U.S. Supreme Court rejects Argentina’s appeal in debt fight
The U.S. Supreme Court has turned down a petition by Argentina to reconsider a lower-court order requiring it to pay creditors upwards of $1.4 billion.
The decision, handed down Monday without comment from the nation’s highest court, upholds a 2012 ruling that obliges the South American nation to pay all its bondholders at once — including those that have refused multiple offers to renegotiate the value of their holdings.
A group of those bondholders, led by several New York hedge funds, have repeatedly sued Argentina seeking face value on their securities. Argentina, which defaulted on nearly $100 billion of debt in 2001, has vigorously fought the claims over more than a decade. It argues, among other things, that U.S. courts lack the authority to oblige sovereign nations to pay debts.
Monday’s decision, then, is a victory for the bondholders in the dispute, and also leaves that thorny jurisdictional issue unresolved. But in a case that looks more like a pingpong match than modern jurisprudence, it is unlikely to put the dispute to rest.

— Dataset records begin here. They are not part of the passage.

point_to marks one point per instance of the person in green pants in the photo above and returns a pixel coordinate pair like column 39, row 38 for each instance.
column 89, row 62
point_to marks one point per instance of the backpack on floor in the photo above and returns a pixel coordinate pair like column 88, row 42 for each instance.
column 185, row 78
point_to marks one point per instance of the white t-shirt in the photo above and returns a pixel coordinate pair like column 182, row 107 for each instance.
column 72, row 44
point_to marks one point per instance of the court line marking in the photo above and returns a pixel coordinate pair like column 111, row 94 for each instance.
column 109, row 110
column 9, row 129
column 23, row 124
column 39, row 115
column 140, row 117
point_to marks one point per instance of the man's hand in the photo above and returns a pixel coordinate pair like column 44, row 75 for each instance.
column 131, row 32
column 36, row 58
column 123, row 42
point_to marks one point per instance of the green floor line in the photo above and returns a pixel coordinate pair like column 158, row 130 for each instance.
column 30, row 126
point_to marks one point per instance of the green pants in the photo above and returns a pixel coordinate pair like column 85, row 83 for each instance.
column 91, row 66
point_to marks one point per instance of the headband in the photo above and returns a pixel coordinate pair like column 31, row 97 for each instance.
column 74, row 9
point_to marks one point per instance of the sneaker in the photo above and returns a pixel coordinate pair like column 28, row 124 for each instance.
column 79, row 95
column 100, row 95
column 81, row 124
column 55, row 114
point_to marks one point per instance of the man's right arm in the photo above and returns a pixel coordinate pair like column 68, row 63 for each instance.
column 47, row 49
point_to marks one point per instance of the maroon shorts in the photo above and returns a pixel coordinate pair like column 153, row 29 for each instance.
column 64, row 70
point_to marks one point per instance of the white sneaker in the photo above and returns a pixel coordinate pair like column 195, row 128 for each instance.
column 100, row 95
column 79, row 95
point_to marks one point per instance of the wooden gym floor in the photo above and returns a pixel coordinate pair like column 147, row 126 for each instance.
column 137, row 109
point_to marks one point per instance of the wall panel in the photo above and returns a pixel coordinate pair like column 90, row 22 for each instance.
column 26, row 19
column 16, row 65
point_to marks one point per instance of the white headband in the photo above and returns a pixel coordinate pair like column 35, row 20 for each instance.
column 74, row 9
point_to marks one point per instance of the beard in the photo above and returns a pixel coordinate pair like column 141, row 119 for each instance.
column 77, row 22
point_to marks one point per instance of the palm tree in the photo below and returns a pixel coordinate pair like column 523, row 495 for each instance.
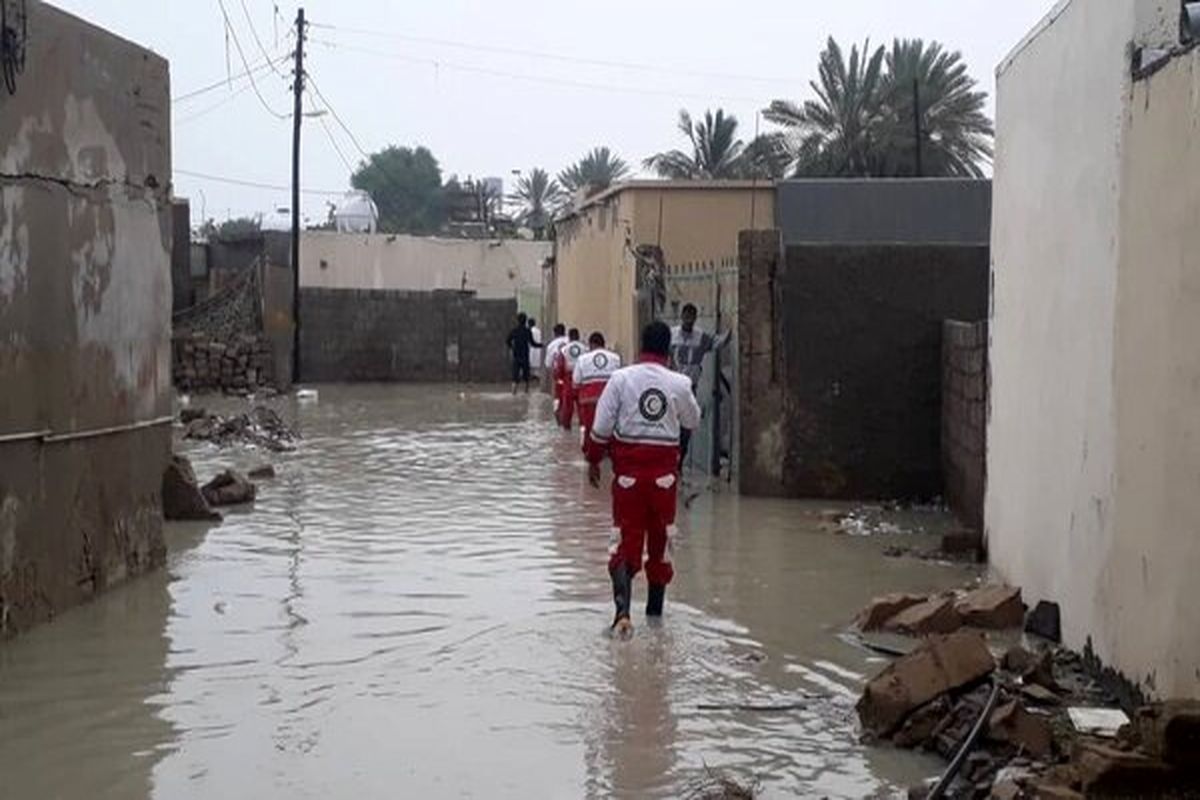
column 955, row 133
column 595, row 172
column 540, row 197
column 715, row 149
column 839, row 132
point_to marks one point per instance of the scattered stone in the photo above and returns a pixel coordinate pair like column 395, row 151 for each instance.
column 993, row 607
column 1027, row 732
column 181, row 497
column 940, row 665
column 191, row 414
column 934, row 615
column 1108, row 771
column 883, row 608
column 265, row 471
column 922, row 723
column 229, row 488
column 1044, row 621
column 1171, row 731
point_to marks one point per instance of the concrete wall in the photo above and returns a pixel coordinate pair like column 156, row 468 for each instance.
column 1092, row 455
column 691, row 221
column 495, row 269
column 85, row 296
column 965, row 419
column 409, row 336
column 948, row 211
column 857, row 347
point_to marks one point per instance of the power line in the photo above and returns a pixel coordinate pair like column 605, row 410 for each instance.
column 241, row 55
column 558, row 56
column 253, row 32
column 558, row 82
column 225, row 82
column 250, row 184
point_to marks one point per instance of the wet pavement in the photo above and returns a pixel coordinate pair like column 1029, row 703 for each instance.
column 418, row 606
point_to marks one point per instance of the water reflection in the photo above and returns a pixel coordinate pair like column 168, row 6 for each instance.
column 418, row 607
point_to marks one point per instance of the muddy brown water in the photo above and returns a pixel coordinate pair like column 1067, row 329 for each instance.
column 418, row 607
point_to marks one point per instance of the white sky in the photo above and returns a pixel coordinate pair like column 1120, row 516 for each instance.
column 486, row 112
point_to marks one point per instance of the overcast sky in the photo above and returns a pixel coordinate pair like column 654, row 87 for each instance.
column 496, row 85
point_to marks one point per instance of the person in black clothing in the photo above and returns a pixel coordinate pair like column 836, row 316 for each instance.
column 520, row 342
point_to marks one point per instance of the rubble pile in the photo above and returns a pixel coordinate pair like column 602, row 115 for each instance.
column 1047, row 728
column 262, row 427
column 238, row 365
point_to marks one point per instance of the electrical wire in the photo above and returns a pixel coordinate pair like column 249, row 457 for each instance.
column 245, row 62
column 250, row 184
column 516, row 76
column 558, row 56
column 225, row 82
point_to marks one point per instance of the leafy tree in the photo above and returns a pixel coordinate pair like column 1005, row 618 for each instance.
column 955, row 132
column 862, row 121
column 595, row 172
column 540, row 197
column 838, row 132
column 406, row 185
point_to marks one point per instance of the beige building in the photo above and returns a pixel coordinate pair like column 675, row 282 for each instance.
column 594, row 282
column 493, row 269
column 1095, row 426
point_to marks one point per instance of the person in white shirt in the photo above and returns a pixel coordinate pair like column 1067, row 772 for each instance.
column 639, row 419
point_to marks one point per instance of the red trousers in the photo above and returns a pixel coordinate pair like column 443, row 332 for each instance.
column 643, row 511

In August, the U.S. 2nd Circuit Court of Appeals in New York ruled against Argentina in a separate issue in the same dispute. At the time, however, it put a stay on any action until the Supreme Court decided whether to hear the nation’s previously submitted petition.
Meanwhile, Argentina has appealed the August circuit-court ruling, and if that is rejected, the country could file a separate request to the Supreme Court. Outside observers now predict that the matter is unlikely to be resolved until the middle of next year at the earliest.

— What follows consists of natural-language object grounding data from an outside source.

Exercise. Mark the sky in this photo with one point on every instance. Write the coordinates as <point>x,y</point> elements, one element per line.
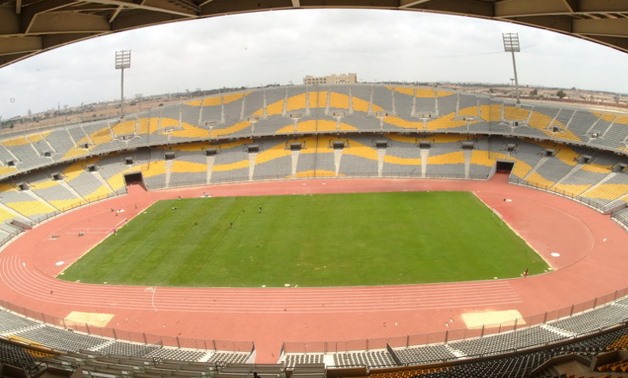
<point>281,47</point>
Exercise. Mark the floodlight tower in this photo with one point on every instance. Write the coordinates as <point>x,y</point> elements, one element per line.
<point>511,45</point>
<point>123,60</point>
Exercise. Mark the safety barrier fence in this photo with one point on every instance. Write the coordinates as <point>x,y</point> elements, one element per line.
<point>458,332</point>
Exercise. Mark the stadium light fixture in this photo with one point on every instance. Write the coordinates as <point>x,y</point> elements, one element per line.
<point>123,61</point>
<point>511,45</point>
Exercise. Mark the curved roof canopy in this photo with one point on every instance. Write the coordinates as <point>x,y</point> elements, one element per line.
<point>28,27</point>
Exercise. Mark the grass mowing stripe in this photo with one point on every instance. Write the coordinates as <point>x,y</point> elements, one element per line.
<point>311,240</point>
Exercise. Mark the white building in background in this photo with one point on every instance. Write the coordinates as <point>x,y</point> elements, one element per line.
<point>349,78</point>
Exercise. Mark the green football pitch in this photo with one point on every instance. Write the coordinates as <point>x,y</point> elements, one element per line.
<point>310,240</point>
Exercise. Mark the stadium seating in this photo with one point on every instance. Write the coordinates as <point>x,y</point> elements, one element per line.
<point>327,131</point>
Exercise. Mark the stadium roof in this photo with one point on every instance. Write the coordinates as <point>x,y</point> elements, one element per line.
<point>28,27</point>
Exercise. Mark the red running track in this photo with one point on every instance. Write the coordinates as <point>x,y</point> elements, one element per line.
<point>592,263</point>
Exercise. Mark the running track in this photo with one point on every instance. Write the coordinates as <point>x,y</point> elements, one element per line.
<point>592,263</point>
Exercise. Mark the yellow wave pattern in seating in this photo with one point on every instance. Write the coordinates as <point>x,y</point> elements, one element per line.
<point>471,111</point>
<point>316,173</point>
<point>358,149</point>
<point>101,192</point>
<point>391,159</point>
<point>17,141</point>
<point>571,189</point>
<point>521,169</point>
<point>193,147</point>
<point>539,180</point>
<point>621,119</point>
<point>230,130</point>
<point>234,144</point>
<point>275,152</point>
<point>445,122</point>
<point>67,204</point>
<point>28,208</point>
<point>421,92</point>
<point>403,123</point>
<point>296,102</point>
<point>482,158</point>
<point>27,139</point>
<point>242,164</point>
<point>5,215</point>
<point>26,341</point>
<point>448,158</point>
<point>218,99</point>
<point>449,138</point>
<point>512,113</point>
<point>491,112</point>
<point>318,100</point>
<point>75,152</point>
<point>44,184</point>
<point>567,156</point>
<point>595,168</point>
<point>611,117</point>
<point>148,170</point>
<point>76,169</point>
<point>124,128</point>
<point>182,166</point>
<point>190,131</point>
<point>402,138</point>
<point>5,170</point>
<point>563,134</point>
<point>338,100</point>
<point>608,191</point>
<point>316,125</point>
<point>99,137</point>
<point>542,121</point>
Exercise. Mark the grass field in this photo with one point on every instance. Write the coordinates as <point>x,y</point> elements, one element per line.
<point>320,240</point>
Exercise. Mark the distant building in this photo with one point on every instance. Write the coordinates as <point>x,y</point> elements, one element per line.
<point>349,78</point>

Argentina, which was able to restructure upwards of 92% of the debt on which it originally defaulted, argues that the court rulings could have a devastating effect on its economy.
Although it has enough cash to pay the $1.4 billion at stake in the legal dispute, it worries that countless other creditors — including many that already accepted lower-valued bonds in exchange for defaulted notes — would sue demanding 100 cents on the dollar. That could cost the country considerably more and, it argues, severely undermine the concept of sovereign debt restructuring.
That potential precedent has caught the attention of numerous outside interests, including the International Monetary Fund, the U.S. Treasury, France and charity groups that combat poverty.
Although Argentina’s case is exceptional because of the size of the default and the relative wealth of the country, they have argued that the rulings could have devastating effects on developing nations struggling to climb out from under crippling debt loads. The effect of the U.S. court rulings, they say, could be to embolden bondholders to refuse to negotiate and instead demand full repayment.
In particular, some claim, it could bolster the business model of hedge funds — often called vulture funds — that buy distressed debt on the secondary market at deep discount and then litigate for maximum returns. Two such funds, Elliott Management and Aurelius Capital Management, have taken the lead in the litigation against Argentina.
Argentina’s president, Cristina Fernandez de Kirchner, has maintained that the country will never pay a penny more than what it offered to the majority of creditors who accepted debt exchanges in 2005 and 2010. Those swaps reduced the value of the bonds by more than two-thirds, but Argentina has been making regular payments on them ever since.
In late August, Fernandez said that if the U.S. Supreme Court rejected the case, she would offer bondholders a third exchange, trading their bonds for new ones issued in Buenos Aires and thus skirting the authority of American courts.